Question

On my website I have a header defined in my _Layout.cshtml. In that file, I'm doing this:

<li class="dropdown">
    @if (Request.IsAuthenticated)
    {
        <a href="#" class="dropdown-toggle menuItem" data-toggle="dropdown" style="color: red;">@User.Identity.Name <b class="caret"></b></a>
    }
    else
    {
        <a href="#" class="dropdown-toggle menuItem" data-toggle="dropdown">Profile <b class="caret"></b></a>
    }

    <ul class="dropdown-menu">
        @if (!Request.IsAuthenticated)
        { 
            <li><a href="/Account/Register">Register</a></li>
            <li><a href="/Account/Login">Login</a></li>
            <li><a href="/Account/ForgotPassword">Forgot Password</a></li>
        }
        else
        { 
            <li><a href="/Account/ChangePassword">Change Password</a></li>
            <li><a href="/Account/EditProfile">Edit Profile</a></li>
            <li><a href="/Account/Logout">Logout</a></li>
        }
    </ul>
</li>

So, I'm wanting to dynamically display my menu item name, as well as the contents based on whether the user is logged in or not.

99% of the methods in all of my controllers implement the [OutputCache] attribute. Because of this, after I login to the site, the menu item still says "Profile" with the corresponding menu items that go along with Profile (aka Register, Forgot Password, etc).

Do I have to turn off caching in my site in order for the username to show up immediately after logging in? This works perfect in my Development environment because I use #IF DEBUG statements around my caching attributes...

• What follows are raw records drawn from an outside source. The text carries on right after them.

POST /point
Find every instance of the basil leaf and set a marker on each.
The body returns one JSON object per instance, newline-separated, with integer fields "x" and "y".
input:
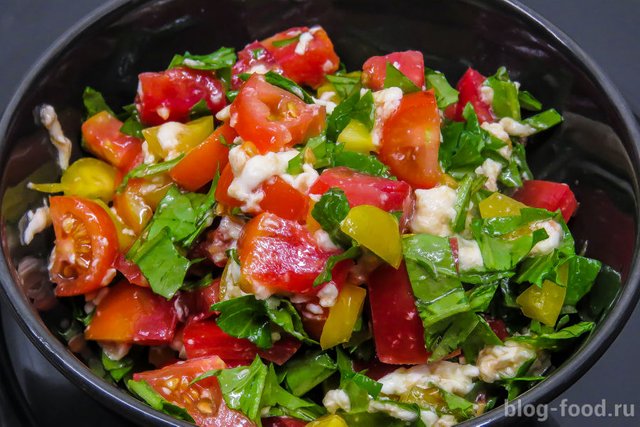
{"x": 288, "y": 85}
{"x": 143, "y": 390}
{"x": 303, "y": 374}
{"x": 94, "y": 102}
{"x": 225, "y": 57}
{"x": 395, "y": 78}
{"x": 445, "y": 94}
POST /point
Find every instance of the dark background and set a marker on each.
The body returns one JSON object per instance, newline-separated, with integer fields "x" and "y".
{"x": 32, "y": 392}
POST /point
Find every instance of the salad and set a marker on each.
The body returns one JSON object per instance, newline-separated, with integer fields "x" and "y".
{"x": 266, "y": 238}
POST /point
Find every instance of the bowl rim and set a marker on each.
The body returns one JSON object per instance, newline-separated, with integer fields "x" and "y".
{"x": 126, "y": 405}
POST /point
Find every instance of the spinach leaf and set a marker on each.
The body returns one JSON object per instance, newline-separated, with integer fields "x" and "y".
{"x": 224, "y": 57}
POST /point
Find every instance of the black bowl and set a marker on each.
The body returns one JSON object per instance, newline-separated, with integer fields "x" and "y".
{"x": 595, "y": 150}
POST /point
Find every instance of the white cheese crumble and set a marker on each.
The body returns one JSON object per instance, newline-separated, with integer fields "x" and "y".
{"x": 546, "y": 246}
{"x": 336, "y": 399}
{"x": 49, "y": 119}
{"x": 386, "y": 103}
{"x": 469, "y": 255}
{"x": 503, "y": 361}
{"x": 434, "y": 211}
{"x": 37, "y": 222}
{"x": 515, "y": 128}
{"x": 491, "y": 169}
{"x": 452, "y": 377}
{"x": 303, "y": 43}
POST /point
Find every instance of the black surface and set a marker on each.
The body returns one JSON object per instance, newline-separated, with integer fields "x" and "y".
{"x": 607, "y": 31}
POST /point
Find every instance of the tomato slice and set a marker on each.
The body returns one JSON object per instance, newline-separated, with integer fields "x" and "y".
{"x": 203, "y": 399}
{"x": 205, "y": 338}
{"x": 169, "y": 95}
{"x": 397, "y": 328}
{"x": 86, "y": 246}
{"x": 130, "y": 271}
{"x": 254, "y": 58}
{"x": 102, "y": 137}
{"x": 548, "y": 195}
{"x": 469, "y": 88}
{"x": 283, "y": 200}
{"x": 410, "y": 63}
{"x": 306, "y": 55}
{"x": 200, "y": 164}
{"x": 133, "y": 314}
{"x": 362, "y": 189}
{"x": 411, "y": 140}
{"x": 273, "y": 118}
{"x": 279, "y": 255}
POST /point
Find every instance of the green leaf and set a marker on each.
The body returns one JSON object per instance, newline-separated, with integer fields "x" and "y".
{"x": 395, "y": 78}
{"x": 94, "y": 102}
{"x": 288, "y": 85}
{"x": 225, "y": 57}
{"x": 305, "y": 373}
{"x": 445, "y": 94}
{"x": 326, "y": 276}
{"x": 143, "y": 390}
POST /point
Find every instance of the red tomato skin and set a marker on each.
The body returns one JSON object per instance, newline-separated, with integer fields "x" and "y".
{"x": 411, "y": 140}
{"x": 469, "y": 88}
{"x": 548, "y": 195}
{"x": 397, "y": 328}
{"x": 169, "y": 95}
{"x": 205, "y": 338}
{"x": 102, "y": 234}
{"x": 133, "y": 314}
{"x": 362, "y": 189}
{"x": 280, "y": 255}
{"x": 410, "y": 63}
{"x": 256, "y": 105}
{"x": 183, "y": 393}
{"x": 310, "y": 67}
{"x": 254, "y": 55}
{"x": 102, "y": 137}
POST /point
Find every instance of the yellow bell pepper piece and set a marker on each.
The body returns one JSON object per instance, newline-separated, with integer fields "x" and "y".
{"x": 342, "y": 316}
{"x": 356, "y": 137}
{"x": 171, "y": 139}
{"x": 87, "y": 177}
{"x": 542, "y": 303}
{"x": 328, "y": 421}
{"x": 499, "y": 205}
{"x": 376, "y": 230}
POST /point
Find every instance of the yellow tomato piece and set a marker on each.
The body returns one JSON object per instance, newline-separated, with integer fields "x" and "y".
{"x": 342, "y": 316}
{"x": 499, "y": 205}
{"x": 87, "y": 177}
{"x": 542, "y": 303}
{"x": 171, "y": 139}
{"x": 376, "y": 230}
{"x": 356, "y": 137}
{"x": 328, "y": 421}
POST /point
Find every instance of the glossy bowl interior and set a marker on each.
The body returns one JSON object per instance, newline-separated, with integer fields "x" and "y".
{"x": 595, "y": 150}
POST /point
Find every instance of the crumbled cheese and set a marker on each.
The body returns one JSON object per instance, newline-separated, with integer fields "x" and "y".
{"x": 37, "y": 221}
{"x": 391, "y": 409}
{"x": 434, "y": 211}
{"x": 328, "y": 295}
{"x": 503, "y": 361}
{"x": 303, "y": 43}
{"x": 546, "y": 246}
{"x": 49, "y": 119}
{"x": 386, "y": 103}
{"x": 491, "y": 169}
{"x": 336, "y": 399}
{"x": 224, "y": 114}
{"x": 452, "y": 377}
{"x": 515, "y": 128}
{"x": 469, "y": 255}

For example, here's my HomeController:

#if !DEBUG
    [OutputCache(Duration = 86400)]
#endif
    public class HomeController : Controller
    {
        public ActionResult Index()
        {
            return View();
        }
    }
Was it helpful?

Solution

I have used the donut caching library (mentioned by spender in the comments above) to solve a very similar problem.

Once your project has a reference to the MvcDonutCaching library, you can call an extended Html.Action method to exclude it from the cache e.g.

// Action(this HtmlHelper htmlHelper, string actionName, string controllerName, bool excludeFromParentCache)
@Html.Action("LoginStatus", "Home", true) 

To do this, you obviously would need to isolate the part you don't want to cache to its own action and partial view.